Music Direction: Emma Weiss
Choreography: Jennifer Lott, Brent Whitney

Set Design: Edward Morris
Light Design: Brian Elston
Costume Design: Noel Hunzinger
Sound: Maria Ulrich
Props: Elise Curtis

Featuring: Maya Lagerstam, Danielle Troiano, Max DeTonge, Ann Delaney, Arielle Leverett, Trey DeLuna, Daniel Rosales, Hallie Snowday, Lily Jenkins, Wren Walter, Gus Baldyga, Millie Kohler, Phoebe Walter, Noah Durham Fried, Rocheny Princien, Jackson Gifford, Lindsay Gross, Mackenzie Holley

Selections from POV:

In the summer of 2018, my three year old daughter Scout got a fever that wouldn’t let up. This was a nuisance because my husband and I both were producing and/or participating in different productions, busy and we had no sitters for our other son who was one. Blink and a week later Scout is in the PICU; hours away from home, transferred by ambulance, the most critical patient in the children’s hospital. She was on ventilation and under sedation with multiple central lines. We knew it was cancer the second the hematology doctors stopped entering without masks. We knew it was lymphoma by secretly decoding her chart on the wall. No big deal, we told ourselves– as we held court with the teams of doctors rounding– as long as it hasn’t spread, this is doable.

The evening we were sat down by the lead oncologists, a heat-wave swept into Michigan. The cancer had spread to multiple parts of her body and her bone marrow; her organs were failing and she would need to stay under sedation. Stage four, the doctors said. The heat-wave was heralded in by a thunderstorm so epic, tables were tossed across the street.

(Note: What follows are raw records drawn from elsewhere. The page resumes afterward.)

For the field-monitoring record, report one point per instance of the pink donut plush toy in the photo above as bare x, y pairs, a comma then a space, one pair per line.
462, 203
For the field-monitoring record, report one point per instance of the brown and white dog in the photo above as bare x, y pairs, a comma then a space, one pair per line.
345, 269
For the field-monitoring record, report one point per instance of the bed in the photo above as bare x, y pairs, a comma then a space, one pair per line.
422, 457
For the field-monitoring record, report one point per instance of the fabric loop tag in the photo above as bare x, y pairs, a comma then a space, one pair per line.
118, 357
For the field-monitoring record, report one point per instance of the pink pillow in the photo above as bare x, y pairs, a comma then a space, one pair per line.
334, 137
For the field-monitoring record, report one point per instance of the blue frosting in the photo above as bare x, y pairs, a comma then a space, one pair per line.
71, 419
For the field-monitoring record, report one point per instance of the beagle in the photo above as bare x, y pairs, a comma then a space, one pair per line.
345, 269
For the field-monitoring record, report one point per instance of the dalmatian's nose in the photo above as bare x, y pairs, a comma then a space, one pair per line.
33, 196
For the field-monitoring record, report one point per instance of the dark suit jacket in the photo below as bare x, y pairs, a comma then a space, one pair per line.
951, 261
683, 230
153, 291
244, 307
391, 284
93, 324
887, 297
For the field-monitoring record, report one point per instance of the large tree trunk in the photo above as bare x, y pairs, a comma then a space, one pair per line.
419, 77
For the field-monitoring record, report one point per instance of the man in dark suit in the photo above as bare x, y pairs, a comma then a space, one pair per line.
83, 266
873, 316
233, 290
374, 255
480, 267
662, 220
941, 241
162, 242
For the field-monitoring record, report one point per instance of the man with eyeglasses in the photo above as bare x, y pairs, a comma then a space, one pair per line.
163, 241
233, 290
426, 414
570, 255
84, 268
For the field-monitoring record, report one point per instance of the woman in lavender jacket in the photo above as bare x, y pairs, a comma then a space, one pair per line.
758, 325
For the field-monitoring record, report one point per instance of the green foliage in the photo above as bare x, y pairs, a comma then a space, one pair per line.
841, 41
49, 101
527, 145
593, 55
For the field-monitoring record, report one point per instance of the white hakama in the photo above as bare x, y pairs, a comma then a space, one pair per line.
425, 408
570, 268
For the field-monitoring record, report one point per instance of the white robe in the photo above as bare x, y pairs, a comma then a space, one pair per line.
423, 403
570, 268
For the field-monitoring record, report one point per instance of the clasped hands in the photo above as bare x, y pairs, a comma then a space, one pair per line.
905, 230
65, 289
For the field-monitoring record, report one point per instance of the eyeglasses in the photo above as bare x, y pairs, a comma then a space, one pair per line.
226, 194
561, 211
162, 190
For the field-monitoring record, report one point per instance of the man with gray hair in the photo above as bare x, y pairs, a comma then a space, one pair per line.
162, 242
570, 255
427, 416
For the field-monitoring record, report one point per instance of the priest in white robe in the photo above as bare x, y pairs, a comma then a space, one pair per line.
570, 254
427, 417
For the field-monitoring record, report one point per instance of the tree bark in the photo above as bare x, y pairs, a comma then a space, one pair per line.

I believe in nothing. I believe in the moment: the way we live, think and act is my only idea of spirituality- and even those values I’m not too great at upholding. It was during that thunderstorm– tables tossed across the road, glass breaking (very November Rain)– that I considered the idea of god.

My conception in that storm was more of a root physiological dread. I could conceive, for the first time, an old testament version of a god who destroyed without care or thought; a god who took what you thought you were entitled to; a god who brought on the bubonic plague; a god of killing fields and locusts. While the heatwave hovered for a month, I slapped away the chaplains, briskly protecting the room from snakeoil they were selling. But something in me changed the night of that thunderstorm.

I’m now afraid.

Given the circumstances of history, The Sound of Music is a classic play about terror– and therefore faith. Faith and terror; they historically go hand in hand, despite my entitled secular world view. I have spent months dodging the religiosity of Maria von Trapp’s story, soured by the endless saccharine passages in her memoir about God’s Love. But, there it is, every page turned: broken down, this is a play about a rebel who follows her faith to heal, unite and ultimately save her family.

Therefore, friends, stand by me as I, a director without faith (but a woman with a lot of fear), lean in to tell this story about god. Let’s start at the very beginning.